Economie et sécurité
La pratique consistant à introduire des entomophages dans le secteur agricole russe se répand, bien qu'à un rythme lent.
« La saison dernière, nous avons travaillé dans 10 régions du pays », explique le directeur général de Fly and See Agro LLC. "Pour la grande majorité de nos clients, l'efficacité de la lutte antiparasitaire variait de 95 à 100 %. En même temps, ils ont reçu des produits agricoles de meilleure qualité, prévenant la pollution de l'environnement par les produits chimiques, sauvant la vie des abeilles et des insectes pollinisateurs. Et si nous comparons notre service au coût des meilleurs insecticides, les économies pour l'entreprise pourraient atteindre 30 à 40 %.

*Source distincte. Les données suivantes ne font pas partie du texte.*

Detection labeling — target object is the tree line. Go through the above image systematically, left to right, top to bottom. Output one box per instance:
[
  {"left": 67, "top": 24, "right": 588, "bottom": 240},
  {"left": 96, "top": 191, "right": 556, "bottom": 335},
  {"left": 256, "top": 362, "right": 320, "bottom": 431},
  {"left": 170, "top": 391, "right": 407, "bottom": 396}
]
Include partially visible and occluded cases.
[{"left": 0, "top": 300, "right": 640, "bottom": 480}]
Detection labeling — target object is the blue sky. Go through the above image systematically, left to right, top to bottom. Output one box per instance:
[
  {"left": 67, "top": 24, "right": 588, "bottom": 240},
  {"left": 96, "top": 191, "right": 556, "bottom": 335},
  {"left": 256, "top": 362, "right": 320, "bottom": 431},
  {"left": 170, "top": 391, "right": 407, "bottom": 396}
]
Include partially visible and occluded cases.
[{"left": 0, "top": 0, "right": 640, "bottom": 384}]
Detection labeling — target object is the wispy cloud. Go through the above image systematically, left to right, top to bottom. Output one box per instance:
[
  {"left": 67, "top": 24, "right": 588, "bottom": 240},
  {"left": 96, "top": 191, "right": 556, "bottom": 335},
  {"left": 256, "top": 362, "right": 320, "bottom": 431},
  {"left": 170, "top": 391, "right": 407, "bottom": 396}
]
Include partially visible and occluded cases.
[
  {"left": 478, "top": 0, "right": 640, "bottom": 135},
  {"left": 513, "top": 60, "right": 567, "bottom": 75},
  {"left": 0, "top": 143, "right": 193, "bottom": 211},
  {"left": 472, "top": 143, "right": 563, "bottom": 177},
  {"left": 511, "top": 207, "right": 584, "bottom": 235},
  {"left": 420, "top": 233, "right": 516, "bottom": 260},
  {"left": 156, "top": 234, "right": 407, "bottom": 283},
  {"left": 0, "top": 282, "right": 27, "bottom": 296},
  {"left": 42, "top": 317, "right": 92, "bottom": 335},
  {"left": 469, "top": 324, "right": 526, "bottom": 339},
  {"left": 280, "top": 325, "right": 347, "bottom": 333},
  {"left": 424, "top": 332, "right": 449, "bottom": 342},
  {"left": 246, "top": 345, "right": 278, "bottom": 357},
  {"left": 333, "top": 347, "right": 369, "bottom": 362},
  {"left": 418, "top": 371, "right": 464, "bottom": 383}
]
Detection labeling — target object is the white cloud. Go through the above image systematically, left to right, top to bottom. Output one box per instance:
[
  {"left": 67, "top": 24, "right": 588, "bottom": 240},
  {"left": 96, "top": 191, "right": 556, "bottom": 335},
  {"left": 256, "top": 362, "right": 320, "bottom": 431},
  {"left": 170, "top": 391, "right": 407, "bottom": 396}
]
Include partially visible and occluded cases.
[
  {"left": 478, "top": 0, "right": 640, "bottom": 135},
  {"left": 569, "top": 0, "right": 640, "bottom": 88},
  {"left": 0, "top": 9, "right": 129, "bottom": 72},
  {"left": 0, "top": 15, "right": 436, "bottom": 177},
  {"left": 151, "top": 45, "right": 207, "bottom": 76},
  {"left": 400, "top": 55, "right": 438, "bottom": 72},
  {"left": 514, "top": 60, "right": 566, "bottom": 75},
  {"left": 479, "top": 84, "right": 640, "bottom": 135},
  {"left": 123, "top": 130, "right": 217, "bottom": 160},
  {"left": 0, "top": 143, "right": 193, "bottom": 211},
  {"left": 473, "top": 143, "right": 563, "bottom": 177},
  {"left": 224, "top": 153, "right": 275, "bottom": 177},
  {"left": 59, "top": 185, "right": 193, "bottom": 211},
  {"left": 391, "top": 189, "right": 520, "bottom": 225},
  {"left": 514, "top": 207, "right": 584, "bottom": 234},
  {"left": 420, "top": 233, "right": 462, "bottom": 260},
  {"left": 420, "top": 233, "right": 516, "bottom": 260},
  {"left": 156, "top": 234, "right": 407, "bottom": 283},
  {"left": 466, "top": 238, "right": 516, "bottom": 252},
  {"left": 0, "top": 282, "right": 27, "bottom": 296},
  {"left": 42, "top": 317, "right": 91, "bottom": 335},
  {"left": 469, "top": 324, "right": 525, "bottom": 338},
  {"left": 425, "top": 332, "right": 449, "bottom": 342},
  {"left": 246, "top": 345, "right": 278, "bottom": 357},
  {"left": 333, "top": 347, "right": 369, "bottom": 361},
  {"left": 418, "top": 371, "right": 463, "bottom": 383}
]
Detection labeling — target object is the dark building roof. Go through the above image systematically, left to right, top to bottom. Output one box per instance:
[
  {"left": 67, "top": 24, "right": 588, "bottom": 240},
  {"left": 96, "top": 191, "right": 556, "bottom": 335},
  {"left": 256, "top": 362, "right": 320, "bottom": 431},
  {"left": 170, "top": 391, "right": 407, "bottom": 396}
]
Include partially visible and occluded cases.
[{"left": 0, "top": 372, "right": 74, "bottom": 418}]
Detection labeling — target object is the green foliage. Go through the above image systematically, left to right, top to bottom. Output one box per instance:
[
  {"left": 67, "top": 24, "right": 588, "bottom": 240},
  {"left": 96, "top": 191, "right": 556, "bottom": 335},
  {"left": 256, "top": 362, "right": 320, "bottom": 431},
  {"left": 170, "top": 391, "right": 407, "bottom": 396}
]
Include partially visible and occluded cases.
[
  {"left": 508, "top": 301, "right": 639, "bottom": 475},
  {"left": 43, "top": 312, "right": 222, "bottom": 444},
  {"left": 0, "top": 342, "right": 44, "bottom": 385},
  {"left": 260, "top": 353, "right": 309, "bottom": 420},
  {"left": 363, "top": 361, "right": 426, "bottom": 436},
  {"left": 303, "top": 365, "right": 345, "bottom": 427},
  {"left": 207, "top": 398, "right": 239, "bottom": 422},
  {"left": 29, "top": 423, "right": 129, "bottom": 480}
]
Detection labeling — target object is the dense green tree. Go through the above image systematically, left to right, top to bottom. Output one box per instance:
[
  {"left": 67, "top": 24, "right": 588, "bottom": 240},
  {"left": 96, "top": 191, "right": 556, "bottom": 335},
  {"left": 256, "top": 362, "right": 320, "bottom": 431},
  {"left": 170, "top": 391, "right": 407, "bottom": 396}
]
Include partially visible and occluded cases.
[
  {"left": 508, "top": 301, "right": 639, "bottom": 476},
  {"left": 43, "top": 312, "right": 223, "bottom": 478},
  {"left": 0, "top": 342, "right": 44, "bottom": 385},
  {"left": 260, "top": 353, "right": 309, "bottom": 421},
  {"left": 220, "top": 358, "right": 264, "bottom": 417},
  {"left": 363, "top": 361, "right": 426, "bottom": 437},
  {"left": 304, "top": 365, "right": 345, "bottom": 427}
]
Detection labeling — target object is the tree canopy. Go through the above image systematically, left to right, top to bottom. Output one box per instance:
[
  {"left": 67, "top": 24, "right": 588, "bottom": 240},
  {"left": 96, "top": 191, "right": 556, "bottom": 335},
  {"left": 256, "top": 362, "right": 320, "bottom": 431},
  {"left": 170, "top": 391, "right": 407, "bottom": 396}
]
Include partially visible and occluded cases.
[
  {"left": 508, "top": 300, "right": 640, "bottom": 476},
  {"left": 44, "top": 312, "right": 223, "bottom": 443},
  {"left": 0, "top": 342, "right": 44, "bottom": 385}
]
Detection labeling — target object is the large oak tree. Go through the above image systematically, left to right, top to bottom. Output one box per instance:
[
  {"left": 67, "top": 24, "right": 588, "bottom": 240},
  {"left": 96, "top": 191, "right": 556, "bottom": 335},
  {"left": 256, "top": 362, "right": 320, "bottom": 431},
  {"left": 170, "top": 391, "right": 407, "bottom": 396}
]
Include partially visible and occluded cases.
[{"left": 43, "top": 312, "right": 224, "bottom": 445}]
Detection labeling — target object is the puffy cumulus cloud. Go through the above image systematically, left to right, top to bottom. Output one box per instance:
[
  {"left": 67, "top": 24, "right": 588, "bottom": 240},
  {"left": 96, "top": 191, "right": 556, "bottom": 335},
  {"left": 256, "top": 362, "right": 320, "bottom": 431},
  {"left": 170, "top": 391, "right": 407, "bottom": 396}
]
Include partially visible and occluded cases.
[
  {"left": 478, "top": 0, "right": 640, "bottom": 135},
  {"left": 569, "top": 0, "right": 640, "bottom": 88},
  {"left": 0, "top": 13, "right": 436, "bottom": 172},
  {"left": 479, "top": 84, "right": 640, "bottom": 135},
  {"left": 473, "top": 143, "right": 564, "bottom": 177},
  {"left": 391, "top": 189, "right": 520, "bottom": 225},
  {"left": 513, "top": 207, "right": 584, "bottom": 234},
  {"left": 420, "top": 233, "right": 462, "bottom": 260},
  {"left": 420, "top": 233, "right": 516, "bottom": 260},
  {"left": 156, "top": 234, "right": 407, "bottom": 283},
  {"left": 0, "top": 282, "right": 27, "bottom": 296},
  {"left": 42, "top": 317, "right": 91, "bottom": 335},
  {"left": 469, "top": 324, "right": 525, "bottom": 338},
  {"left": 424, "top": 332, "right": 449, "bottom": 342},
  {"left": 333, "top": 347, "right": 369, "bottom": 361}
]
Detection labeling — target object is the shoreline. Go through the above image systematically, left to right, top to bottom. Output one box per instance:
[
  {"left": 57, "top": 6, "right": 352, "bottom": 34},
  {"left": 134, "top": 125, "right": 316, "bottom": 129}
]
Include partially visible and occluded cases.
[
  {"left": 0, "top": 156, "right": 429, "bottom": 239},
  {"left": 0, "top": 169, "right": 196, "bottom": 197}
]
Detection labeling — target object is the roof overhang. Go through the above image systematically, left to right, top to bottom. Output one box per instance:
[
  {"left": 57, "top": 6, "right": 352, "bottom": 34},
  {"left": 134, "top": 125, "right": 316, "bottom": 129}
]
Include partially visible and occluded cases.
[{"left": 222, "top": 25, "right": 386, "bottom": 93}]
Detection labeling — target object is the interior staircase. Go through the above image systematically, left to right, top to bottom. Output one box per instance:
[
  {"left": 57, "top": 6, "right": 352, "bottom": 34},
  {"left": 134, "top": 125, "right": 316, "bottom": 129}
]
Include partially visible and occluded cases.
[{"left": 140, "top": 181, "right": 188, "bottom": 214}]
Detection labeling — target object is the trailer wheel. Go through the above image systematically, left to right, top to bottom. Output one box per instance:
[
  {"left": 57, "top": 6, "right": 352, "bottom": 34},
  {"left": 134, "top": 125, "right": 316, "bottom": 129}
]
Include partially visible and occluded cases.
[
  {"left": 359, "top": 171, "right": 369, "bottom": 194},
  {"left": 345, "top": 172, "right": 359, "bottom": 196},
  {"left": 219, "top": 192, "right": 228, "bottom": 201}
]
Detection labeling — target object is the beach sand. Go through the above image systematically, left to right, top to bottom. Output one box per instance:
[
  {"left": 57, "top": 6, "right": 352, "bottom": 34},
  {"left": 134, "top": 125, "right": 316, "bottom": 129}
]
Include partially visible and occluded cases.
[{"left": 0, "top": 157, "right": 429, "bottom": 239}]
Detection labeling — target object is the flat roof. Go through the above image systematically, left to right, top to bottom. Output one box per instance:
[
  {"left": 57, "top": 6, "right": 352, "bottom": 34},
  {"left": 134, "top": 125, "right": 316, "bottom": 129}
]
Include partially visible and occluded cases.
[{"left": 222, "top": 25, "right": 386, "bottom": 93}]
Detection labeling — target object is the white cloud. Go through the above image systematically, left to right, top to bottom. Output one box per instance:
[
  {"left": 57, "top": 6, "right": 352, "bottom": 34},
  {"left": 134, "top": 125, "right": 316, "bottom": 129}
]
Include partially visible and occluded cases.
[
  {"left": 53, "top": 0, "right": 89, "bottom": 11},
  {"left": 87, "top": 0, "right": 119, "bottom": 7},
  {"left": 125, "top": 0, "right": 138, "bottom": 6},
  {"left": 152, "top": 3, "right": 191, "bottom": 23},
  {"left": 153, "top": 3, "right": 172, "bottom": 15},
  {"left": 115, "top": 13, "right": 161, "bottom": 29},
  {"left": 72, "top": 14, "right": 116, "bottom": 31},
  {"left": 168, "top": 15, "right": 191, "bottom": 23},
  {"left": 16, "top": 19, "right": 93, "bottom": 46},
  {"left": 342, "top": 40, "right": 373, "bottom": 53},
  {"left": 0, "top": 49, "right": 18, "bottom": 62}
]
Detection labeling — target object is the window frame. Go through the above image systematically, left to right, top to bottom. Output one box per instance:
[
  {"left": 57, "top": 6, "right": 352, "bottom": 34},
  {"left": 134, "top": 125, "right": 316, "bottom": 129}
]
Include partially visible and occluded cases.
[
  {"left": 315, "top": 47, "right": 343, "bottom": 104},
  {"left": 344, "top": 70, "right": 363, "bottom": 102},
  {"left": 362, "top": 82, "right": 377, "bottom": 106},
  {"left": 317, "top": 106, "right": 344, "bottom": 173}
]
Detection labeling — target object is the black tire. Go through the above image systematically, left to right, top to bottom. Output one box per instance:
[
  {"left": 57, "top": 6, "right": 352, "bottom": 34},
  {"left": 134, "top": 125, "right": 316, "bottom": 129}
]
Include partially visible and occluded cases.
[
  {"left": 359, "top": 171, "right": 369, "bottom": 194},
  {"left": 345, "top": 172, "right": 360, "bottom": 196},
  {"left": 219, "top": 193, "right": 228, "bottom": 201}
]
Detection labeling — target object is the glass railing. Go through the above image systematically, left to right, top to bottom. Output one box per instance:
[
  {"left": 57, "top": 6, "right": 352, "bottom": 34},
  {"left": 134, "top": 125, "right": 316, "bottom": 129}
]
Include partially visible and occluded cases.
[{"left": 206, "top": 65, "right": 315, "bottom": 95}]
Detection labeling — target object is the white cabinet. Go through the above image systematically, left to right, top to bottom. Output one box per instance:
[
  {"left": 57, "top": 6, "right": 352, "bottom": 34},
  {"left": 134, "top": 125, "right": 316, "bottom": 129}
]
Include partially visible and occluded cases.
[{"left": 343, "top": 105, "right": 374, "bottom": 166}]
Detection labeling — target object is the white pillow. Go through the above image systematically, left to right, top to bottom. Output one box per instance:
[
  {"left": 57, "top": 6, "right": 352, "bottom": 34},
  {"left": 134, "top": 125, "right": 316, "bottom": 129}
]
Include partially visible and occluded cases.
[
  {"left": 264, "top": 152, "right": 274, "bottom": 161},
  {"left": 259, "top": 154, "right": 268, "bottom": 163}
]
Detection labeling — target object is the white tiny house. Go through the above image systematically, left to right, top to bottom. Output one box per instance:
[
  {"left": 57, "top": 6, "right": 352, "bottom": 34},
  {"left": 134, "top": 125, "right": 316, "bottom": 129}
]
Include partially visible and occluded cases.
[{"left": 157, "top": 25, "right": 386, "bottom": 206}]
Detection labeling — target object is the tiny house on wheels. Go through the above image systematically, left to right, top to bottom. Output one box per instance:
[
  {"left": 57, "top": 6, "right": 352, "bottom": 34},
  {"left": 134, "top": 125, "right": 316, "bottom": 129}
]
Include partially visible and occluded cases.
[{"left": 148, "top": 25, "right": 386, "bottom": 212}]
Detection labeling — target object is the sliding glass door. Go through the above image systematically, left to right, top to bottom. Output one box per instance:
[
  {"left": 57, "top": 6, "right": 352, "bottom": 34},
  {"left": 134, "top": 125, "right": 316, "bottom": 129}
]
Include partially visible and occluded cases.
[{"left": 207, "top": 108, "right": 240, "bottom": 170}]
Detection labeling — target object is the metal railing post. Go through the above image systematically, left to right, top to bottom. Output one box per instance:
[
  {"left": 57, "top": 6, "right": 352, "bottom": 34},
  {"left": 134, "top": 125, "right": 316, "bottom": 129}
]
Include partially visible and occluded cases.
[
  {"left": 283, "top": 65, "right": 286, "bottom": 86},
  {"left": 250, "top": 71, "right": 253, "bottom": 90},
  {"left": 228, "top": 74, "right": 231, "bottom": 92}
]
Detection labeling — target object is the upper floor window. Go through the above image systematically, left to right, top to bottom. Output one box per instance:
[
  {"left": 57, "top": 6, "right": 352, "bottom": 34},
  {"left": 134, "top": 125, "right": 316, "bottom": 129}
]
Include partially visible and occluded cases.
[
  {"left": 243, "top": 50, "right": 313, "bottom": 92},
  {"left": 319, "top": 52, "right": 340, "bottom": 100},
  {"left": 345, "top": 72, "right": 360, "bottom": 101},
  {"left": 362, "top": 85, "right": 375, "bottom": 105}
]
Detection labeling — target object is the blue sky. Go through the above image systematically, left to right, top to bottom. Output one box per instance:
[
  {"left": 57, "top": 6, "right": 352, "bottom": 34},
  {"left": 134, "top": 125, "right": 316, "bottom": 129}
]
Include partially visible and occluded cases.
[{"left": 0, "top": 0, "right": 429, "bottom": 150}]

– La biométhode basée sur l'utilisation d'entomophages pour la lutte antiparasitaire a de grandes perspectives, – dit Tatyana Kisheva. – En 2022, notre branche a vendu 1,35 milliard de Trichogramma et 2,1 milliards de Gabbrobracon. Par exemple, dans le district de Prokhladnensky de la République de Kabardino-Balkar, les traitements chimiques contre le ver de la capsule du coton ont été annulés sur une superficie de mille hectares. Un trichogramme précédemment publié sur la ponte du ravageur a montré une efficacité d'environ 70 pour cent.
– L'année dernière, – partage son expérience Vitaly Novitchkov, - les spécialistes de la branche du Tatarstan ont introduit un trichogramme contre les ravageurs foliaires sur une superficie de plus de mille hectares et une chrysope contre les pucerons du pois sur une superficie de 200 hectares sur les cultures de moutarde, pois chiche, pois et colza de printemps. Les travaux dans ce sens se poursuivront au cours de la nouvelle saison.
"Si on parle des conséquences négatives pour l'écosystème dans les cas où il y a trop d'insectes bénéfiques, alors théoriquement elles sont possibles", admet Natalia Belyakova. « Mais de nouveaux ravageurs apparaissent constamment. Puisqu'on ne peut pas arrêter leur invasion, il ne faut pas se limiter à l'utilisation d'entomophages, même s'ils modifient la structure des populations naturelles.